As with other impulse control disorders, Selective Serotonin Reuptake Inhibitors (SSRIs) are considered first-line pharmacological treatment for kleptomania. 16 Given the patient’s co-morbid psychiatric diagnoses, sertraline, an SSRI, was chosen and titrated to the maximum recommended dose of 200 mg/day, with the addition of buspirone for augmentation.
This case demonstrates how trauma can manifest itself in complex, interrelated psychiatric symptoms that challenge traditional diagnostic boundaries. Comorbidity between HD and kleptomania is rare, and the emergence of bread-focused stealing and hoarding behaviors following economic hardship provides important clinical insights.

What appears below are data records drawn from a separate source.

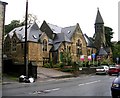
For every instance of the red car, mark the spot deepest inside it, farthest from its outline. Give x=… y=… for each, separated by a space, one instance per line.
x=114 y=70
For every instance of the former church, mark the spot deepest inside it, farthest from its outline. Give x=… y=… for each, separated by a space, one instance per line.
x=48 y=42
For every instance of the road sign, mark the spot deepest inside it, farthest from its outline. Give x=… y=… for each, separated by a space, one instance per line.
x=93 y=55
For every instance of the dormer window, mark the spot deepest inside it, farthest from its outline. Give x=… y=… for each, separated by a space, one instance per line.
x=20 y=29
x=44 y=45
x=34 y=36
x=14 y=45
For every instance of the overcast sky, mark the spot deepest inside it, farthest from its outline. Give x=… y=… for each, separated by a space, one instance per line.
x=65 y=13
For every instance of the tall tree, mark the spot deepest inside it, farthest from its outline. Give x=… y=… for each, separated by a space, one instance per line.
x=108 y=35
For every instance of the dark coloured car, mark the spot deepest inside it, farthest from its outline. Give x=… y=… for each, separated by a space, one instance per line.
x=114 y=70
x=115 y=88
x=102 y=69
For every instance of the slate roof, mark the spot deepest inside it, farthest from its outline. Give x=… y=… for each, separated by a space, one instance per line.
x=61 y=37
x=55 y=28
x=99 y=18
x=60 y=34
x=33 y=33
x=69 y=31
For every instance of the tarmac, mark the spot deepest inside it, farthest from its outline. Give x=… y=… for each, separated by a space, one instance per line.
x=43 y=74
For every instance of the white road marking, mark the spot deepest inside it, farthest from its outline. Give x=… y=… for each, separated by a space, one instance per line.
x=81 y=84
x=112 y=78
x=45 y=91
x=55 y=89
x=89 y=82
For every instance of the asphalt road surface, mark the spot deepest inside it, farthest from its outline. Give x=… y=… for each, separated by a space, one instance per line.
x=88 y=85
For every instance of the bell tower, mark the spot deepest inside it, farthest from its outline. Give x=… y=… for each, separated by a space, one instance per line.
x=99 y=35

It also offers a new perspective on the possibility of improvement through an oxytocin-mediated mechanism following pet ownership in impulse control disorders.
However, insufficient follow-up time and inadequate follow-up data for evaluating treatment responses are the limitations of this case.
Conclusions
This case highlights that trauma can lead to comorbidity with many psychiatric disorders, including kleptomania and HD, and that pet ownership may play a role in recovery from kleptomania and HD. The co-occurrence of kleptomania and HD is rare, making this case particularly interesting. These patients should be evaluated and treated comprehensively, taking into account their trauma history and other psychiatric diagnoses. Further research is needed to elucidate the role of pet ownership in recovery and its potential mechanisms.
Supplemental Material
Supplemental material for this article is available online.
Footnotes
Declaration of Conflicting Interests
The authors declared no potential conflicts of interest with respect to the research, authorship, and/or publication of this article.
Declaration Regarding the Use of Generative AI
During the preparation of the article, support was received from the “Gemini” program, a generative artificial intelligence tool, in conducting literature research, translating it into English, and ensuring that it complied with native language rules and academic writing rules. We assume full responsibility for its entire content, including the parts generated by the AI tool.
Funding
The authors received no financial support for the research, authorship, and/or publication of this article.
Informed Consent
Written informed consent was obtained from the patients to publish this case report.